This website is now static html (since the end of 2010). The pages you see here are a simple wget spider mode crawl of the original wordpress, thus dynamic features like commenting are not working anymore.

svn – Valid UTF-8 data followed by invalid UTF-8 sequence


This happened to me some time ago while working with a subversion repository in which there were some files created in Windows with a strange encoding. Issuing a simple svn status gave me this error message:

svn  status
svn:  Valid UTF-8  data
(hex: 4b)
followed by invalid UTF-8 sequence
(hex:  fc 63 68  65)

I searched for a solution but the best tip that I could find was to remove the files causing the error (see
this for example), but that wasn’t my case. I needed those files.

Discover the encoding of the filenames

So if you want to save your files and use them in subversion, you first need to discover the directory in which the files are stored. I just cd inside all the dirs checking if the error message was still relevant (may not be stylish but for me did worked).
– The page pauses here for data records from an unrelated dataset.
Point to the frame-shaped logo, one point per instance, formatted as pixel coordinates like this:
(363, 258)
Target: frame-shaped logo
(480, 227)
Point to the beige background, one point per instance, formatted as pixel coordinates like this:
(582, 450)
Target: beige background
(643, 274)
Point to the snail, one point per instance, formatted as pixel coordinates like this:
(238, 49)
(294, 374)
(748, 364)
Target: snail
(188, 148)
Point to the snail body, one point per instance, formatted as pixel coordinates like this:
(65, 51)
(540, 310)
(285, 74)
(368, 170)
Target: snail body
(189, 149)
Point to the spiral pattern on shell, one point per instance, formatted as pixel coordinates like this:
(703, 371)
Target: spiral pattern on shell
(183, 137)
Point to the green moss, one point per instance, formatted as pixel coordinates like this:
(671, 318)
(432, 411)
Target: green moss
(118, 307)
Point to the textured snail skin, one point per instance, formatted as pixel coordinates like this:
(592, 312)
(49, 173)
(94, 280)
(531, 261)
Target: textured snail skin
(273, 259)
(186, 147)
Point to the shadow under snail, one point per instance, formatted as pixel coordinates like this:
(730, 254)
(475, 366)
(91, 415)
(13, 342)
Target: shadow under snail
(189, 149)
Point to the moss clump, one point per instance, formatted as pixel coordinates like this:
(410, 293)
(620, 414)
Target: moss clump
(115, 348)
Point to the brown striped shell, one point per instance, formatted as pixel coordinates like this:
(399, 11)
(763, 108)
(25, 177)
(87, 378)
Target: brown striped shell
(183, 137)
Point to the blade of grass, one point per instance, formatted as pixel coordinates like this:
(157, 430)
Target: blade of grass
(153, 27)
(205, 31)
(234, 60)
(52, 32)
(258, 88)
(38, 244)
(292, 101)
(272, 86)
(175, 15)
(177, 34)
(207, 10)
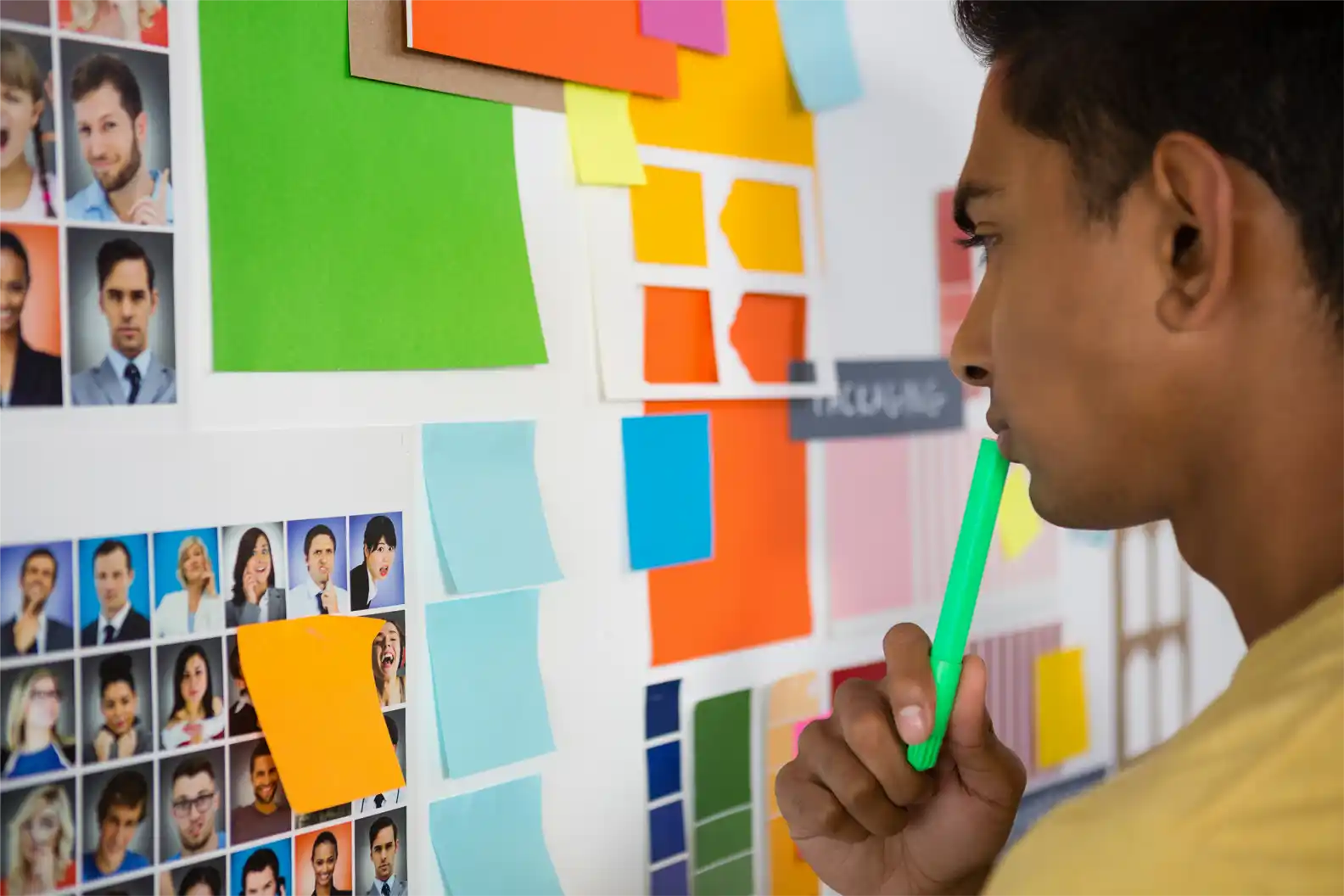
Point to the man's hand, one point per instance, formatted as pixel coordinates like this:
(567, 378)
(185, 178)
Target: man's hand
(867, 822)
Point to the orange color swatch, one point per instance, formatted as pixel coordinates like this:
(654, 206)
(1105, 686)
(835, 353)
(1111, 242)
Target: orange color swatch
(754, 590)
(769, 333)
(678, 336)
(589, 42)
(742, 104)
(294, 670)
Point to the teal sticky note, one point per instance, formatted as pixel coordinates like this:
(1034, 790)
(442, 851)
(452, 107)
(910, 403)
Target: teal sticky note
(816, 41)
(487, 679)
(490, 843)
(487, 507)
(669, 490)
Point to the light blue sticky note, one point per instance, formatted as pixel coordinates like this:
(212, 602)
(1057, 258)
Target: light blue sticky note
(487, 508)
(816, 41)
(669, 490)
(487, 681)
(490, 843)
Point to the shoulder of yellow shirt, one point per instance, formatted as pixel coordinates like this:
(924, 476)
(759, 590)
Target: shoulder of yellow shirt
(1249, 798)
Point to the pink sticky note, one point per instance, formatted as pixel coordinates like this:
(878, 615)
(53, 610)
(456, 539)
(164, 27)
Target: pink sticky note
(697, 25)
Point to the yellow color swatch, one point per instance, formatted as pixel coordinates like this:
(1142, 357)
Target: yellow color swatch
(1061, 707)
(669, 218)
(742, 104)
(312, 684)
(602, 137)
(764, 226)
(1019, 525)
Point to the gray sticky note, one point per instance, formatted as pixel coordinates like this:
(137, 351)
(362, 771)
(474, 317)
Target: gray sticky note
(878, 398)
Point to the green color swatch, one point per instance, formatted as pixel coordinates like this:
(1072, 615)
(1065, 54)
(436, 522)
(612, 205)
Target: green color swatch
(722, 753)
(354, 225)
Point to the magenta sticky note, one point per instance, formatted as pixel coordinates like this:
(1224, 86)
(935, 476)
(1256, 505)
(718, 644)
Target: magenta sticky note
(697, 25)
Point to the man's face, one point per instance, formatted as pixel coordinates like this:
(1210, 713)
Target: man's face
(384, 854)
(128, 304)
(322, 557)
(109, 137)
(112, 576)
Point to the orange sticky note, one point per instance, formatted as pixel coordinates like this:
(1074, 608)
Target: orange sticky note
(312, 684)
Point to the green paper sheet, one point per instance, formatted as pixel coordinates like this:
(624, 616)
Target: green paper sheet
(354, 225)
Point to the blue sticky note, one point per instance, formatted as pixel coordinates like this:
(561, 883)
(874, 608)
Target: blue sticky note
(490, 841)
(488, 689)
(669, 490)
(816, 41)
(487, 507)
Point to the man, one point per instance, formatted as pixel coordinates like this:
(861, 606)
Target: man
(384, 844)
(379, 555)
(113, 126)
(121, 809)
(112, 580)
(1162, 331)
(32, 630)
(317, 594)
(126, 297)
(268, 815)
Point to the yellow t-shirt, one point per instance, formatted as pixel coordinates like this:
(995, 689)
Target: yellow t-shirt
(1249, 798)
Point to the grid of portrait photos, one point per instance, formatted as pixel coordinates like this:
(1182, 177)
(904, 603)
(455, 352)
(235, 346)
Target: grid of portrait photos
(87, 204)
(132, 759)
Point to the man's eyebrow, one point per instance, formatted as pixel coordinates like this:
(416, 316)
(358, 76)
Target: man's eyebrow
(966, 191)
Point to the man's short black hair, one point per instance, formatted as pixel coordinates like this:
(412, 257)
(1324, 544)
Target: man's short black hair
(1108, 78)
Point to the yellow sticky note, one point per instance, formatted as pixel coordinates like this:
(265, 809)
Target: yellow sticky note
(312, 684)
(602, 137)
(669, 218)
(1017, 522)
(764, 226)
(1061, 707)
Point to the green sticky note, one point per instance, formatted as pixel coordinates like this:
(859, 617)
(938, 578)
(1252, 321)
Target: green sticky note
(354, 225)
(722, 753)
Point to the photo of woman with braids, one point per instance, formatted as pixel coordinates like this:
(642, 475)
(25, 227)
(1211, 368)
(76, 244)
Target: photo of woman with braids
(29, 184)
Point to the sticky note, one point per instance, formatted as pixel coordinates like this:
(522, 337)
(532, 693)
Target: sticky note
(1019, 525)
(602, 137)
(490, 841)
(669, 490)
(1061, 707)
(297, 670)
(816, 39)
(488, 692)
(487, 506)
(697, 25)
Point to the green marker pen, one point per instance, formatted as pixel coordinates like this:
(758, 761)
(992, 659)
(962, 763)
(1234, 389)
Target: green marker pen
(959, 602)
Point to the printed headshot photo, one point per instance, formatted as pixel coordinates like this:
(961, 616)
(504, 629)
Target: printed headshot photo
(262, 871)
(381, 854)
(122, 344)
(191, 693)
(317, 568)
(390, 658)
(119, 151)
(119, 828)
(322, 861)
(39, 719)
(191, 804)
(113, 590)
(131, 20)
(36, 598)
(30, 315)
(117, 705)
(260, 808)
(255, 590)
(395, 720)
(38, 838)
(377, 582)
(187, 598)
(27, 128)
If you have a longer valid UTF-8 sequence than 4b you can try with:

echo "\x4b\x6f\x72\x5f" | xargs -0 printf

and it will give you the starting part of the corrupted filename (Kor_ in this example).

Once you have spotted the directory containing the files causing the error you need to discover the encoding of the filenames. Using the simple ls you should be able to spot strange files, for discovering the encoding of those files you can use the file command like this (if you have only one file you can try to substitute the * with the filename, but I don’t know if it works since I had all the files in that dir with the wrong encoding):

ls * | file -
/dev/stdin:  ISO-8859 text

in normal circumstances (debian/ubuntu) the filename should be UTF-8 like this simple test shows

$ echo "test" > /tmp/cioé.txt
$ ls /tmp/cioé.txt | file -
/dev/stdin:  UTF-8  Unicode text

In my situation it happened that the filenames were latin1 but the content of the file was UTF-8, to be sure of this I used the isutf8 command (found in the moreutils package)

isutf8 *

that gives no output if everything is fine.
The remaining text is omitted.